В школе отменили занятия, школьников собрали на митинг. Виктор Юльевич вел своих шестиклассников, выстроенных попарно, на четвертый этаж, а Миха все вертелся возле него с бумажкой, совал ему в руку тетрадный лист, покрытый крупными лиловыми буквами. Стих написал.
«Привет тебе, Катулл», — усмехнулся про себя Виктор Юльевич и сказал тихо:
— Ну, врачи, допустим, понятно. А машинистки почему?
— Вообще-то моя тетя Геня была машинистка. Ну, можно «машинисты», — поправил на ходу Миха. — А можно я прочитаю?
Да, эта активность до добра не доведет.
— Нет, Миха, я вам не советую. Пожалуй, категорически не советую.
Миха хотел забрать листок, но учитель ловко сложил его пополам, прижав к груди:
— Можно, я возьму его на память?
— Конечно, — просиял Миха.
Зал набился полон. По радио транслировали Бетховена. Заплаканные учительницы выстроились возле гипсового бюста. Школьное знамя пунцового бархата роняло складки к полу, Виктор Юльевич стоял позади с пристойным выражением лица. Возле окна, прижатый товарищами к подоконнику, страдал восьмиклассник Боря Рахманов. Подоконник больно впивался в правый бок, но податься было некуда. Это была легкая репетиция того, что произойдет с ним тремя днями позже.
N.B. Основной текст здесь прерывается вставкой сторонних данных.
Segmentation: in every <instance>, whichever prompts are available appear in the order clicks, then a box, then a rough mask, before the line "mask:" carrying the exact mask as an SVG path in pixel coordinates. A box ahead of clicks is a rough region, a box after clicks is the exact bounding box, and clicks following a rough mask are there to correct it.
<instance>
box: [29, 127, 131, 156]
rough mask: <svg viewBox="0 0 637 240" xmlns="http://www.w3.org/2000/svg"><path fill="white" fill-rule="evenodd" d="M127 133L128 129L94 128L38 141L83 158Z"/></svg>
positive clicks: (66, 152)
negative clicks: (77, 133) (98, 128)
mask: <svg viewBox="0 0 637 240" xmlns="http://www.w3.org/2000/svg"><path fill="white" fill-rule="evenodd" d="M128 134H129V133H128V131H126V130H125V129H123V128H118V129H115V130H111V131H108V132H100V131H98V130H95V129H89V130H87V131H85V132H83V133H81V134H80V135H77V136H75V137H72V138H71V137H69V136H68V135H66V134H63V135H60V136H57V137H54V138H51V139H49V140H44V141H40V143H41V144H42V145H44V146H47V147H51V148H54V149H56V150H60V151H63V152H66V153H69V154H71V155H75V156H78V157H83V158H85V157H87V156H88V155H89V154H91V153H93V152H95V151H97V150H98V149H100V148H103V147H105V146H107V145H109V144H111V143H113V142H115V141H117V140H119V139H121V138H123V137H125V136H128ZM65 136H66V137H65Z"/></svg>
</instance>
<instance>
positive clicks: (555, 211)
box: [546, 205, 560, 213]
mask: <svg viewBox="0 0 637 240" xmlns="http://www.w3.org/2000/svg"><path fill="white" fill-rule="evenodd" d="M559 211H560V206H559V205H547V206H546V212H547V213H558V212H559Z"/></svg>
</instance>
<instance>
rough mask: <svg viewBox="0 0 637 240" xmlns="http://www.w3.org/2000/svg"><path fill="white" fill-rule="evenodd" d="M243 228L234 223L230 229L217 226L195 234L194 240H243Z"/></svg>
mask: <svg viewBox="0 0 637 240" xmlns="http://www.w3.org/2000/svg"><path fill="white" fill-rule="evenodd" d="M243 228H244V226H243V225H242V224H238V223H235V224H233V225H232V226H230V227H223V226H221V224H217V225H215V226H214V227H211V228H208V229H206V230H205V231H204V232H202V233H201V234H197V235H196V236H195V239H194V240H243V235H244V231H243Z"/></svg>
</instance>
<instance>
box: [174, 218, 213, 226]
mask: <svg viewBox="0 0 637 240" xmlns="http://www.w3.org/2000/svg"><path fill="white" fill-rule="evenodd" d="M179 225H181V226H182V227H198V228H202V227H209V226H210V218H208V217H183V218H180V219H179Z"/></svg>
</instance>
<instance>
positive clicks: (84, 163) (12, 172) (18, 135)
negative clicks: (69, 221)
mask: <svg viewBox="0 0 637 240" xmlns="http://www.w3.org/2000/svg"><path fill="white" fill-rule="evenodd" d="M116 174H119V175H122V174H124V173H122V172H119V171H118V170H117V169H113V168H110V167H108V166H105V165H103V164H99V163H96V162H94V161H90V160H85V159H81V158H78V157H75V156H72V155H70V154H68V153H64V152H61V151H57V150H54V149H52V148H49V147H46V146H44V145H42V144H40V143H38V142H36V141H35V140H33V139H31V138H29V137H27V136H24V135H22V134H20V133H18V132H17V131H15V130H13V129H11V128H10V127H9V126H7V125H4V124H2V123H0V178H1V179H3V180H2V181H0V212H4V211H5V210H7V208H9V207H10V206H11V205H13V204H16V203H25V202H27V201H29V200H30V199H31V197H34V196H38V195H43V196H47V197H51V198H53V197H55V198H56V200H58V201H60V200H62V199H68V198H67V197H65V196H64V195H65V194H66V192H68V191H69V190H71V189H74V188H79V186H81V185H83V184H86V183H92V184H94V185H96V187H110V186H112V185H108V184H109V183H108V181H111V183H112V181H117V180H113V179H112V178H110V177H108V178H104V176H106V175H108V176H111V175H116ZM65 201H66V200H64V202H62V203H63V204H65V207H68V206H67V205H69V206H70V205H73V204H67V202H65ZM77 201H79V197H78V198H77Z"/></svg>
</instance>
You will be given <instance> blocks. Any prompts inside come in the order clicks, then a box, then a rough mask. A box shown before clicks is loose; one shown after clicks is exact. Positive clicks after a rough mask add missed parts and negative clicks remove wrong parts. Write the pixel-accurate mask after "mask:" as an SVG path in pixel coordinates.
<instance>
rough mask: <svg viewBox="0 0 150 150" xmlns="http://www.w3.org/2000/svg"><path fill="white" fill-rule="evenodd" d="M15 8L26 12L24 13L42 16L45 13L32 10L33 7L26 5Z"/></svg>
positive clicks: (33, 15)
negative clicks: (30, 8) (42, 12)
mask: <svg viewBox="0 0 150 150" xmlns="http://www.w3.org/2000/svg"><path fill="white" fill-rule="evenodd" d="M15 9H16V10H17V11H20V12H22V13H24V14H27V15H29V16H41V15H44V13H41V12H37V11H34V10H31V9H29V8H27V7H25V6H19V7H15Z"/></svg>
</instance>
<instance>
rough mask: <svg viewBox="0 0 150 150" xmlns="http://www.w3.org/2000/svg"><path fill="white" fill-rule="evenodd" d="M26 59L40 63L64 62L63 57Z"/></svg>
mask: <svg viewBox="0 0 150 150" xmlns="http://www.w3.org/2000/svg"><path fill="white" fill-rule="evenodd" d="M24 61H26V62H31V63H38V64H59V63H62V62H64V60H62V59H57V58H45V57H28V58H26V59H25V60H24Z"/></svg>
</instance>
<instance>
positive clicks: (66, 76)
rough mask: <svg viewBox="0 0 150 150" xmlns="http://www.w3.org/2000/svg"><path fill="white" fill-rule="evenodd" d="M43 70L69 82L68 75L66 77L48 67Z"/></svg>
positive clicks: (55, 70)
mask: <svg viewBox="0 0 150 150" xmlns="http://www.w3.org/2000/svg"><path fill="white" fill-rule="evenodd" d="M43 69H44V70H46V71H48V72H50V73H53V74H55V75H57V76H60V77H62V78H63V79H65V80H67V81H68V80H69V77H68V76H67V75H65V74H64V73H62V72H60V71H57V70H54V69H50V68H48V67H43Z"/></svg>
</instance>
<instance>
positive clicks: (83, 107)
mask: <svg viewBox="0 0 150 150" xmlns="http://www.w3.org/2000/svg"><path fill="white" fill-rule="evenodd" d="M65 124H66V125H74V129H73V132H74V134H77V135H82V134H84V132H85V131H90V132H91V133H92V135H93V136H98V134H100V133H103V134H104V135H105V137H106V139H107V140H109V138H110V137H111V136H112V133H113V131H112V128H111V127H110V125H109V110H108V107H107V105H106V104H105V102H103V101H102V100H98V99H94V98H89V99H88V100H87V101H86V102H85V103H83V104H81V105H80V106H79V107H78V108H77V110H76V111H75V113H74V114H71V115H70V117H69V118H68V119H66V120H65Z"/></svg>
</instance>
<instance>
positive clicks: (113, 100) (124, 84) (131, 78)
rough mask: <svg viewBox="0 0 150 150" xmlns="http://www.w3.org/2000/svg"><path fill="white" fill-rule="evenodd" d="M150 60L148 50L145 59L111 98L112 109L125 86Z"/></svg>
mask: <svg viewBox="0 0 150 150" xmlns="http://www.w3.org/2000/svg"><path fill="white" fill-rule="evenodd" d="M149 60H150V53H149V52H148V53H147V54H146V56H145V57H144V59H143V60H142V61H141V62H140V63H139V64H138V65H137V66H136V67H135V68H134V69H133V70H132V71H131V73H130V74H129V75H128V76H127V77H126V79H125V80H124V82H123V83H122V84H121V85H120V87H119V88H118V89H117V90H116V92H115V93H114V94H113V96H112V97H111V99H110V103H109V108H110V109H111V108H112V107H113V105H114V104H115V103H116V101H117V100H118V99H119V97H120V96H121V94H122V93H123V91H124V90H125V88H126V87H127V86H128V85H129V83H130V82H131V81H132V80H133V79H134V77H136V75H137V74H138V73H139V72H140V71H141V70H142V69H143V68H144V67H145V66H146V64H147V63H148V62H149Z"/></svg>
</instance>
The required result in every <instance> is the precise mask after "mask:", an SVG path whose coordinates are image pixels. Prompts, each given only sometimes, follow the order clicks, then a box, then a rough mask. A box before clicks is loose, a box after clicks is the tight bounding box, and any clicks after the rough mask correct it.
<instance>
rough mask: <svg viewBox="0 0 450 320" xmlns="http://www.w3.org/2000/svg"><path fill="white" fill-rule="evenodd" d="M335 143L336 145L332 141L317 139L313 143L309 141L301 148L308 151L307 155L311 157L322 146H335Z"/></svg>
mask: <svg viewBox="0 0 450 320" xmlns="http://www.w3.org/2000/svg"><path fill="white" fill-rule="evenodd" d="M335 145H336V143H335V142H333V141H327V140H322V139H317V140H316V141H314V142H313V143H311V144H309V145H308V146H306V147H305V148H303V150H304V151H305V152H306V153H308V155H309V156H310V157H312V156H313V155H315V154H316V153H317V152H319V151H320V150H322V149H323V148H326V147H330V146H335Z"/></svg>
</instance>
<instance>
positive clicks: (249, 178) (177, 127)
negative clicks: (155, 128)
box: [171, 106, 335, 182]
После торжественного митинга с общенародным рыданием — учителя подавали пример искреннего горя, ребята подтягивались к трагической ноте — их развели по классам и усадили. Директриса все пыталась дозвониться в роно, чтобы узнать наверняка, надо ли отменять занятия и на сколько дней. Но телефон был сплошь занят. Только к часу дня сообщили, что школьников следует распустить по причине траура, а о начале занятий будет сообщено дополнительно.